It's your experience as an American LEO of the American justice system and you're comparing crimes within that system and finding infuriating inconsistencies. I'm not discrediting your experience there at all.
But...
That's not a comparison of justice systems of different countries.
Incarceration rate by country.
1) El Salvador
2) Cuba
3) Rawanda
4) Turkmenistan
5) USA
105) Australia
If you commit a dozen crimes in all the highly developed countries on earth and are caught and sentenced America is going to be incarcerating you for much longer than most of them.
The problem with this comes down to money. Incarcerating people costs money a lot of money. You complain a lot about how much people get rewarded for their contribution to society within the system quite a lot and your argument isn't without merit.

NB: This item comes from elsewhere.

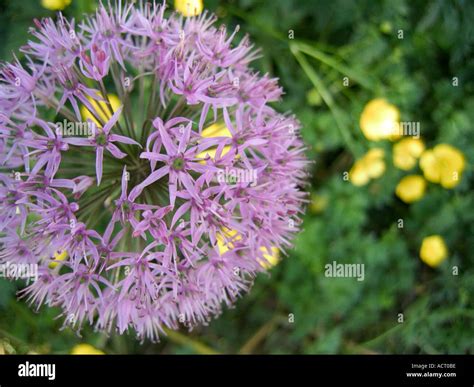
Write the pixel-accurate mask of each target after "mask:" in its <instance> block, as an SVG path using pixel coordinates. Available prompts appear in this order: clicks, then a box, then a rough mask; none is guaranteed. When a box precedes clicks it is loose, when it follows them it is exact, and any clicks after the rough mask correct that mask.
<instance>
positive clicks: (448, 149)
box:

People who cost fuck all that contribute greatly to society:
Drug and alcohol workers, social workers, mental health workers, public outreach workers, financial counsellors, integration workers, youth workers, various hotline assistants etc, etc, etc.
They really do get paid fuck all.
And a high incarceration rate means government spending not going to these people.
Let's do some rough math on how many of these people you could get if you could bring your incarceration rate down to the rest of us using my country (australia) as an example.
Google says it costs $43.8k average to incarcerate an American for a year. $87K for any of the above professions seems more than fair to me.
2 incarcerations = 1 worker to benefit society.
Your incarceration rate is well over 3x my country but I'll make it 3x for ease
1,808,100/3 = 600k incarcerated with 1.2 million not incarcerated.
Divide the no longer incarcerated number by 2.
600,000 Drug and alcohol workers, social workers, mental health workers, public outreach workers, financial counsellors, integration workers, youth workers, various hotline assistants etc, that you're missing out on.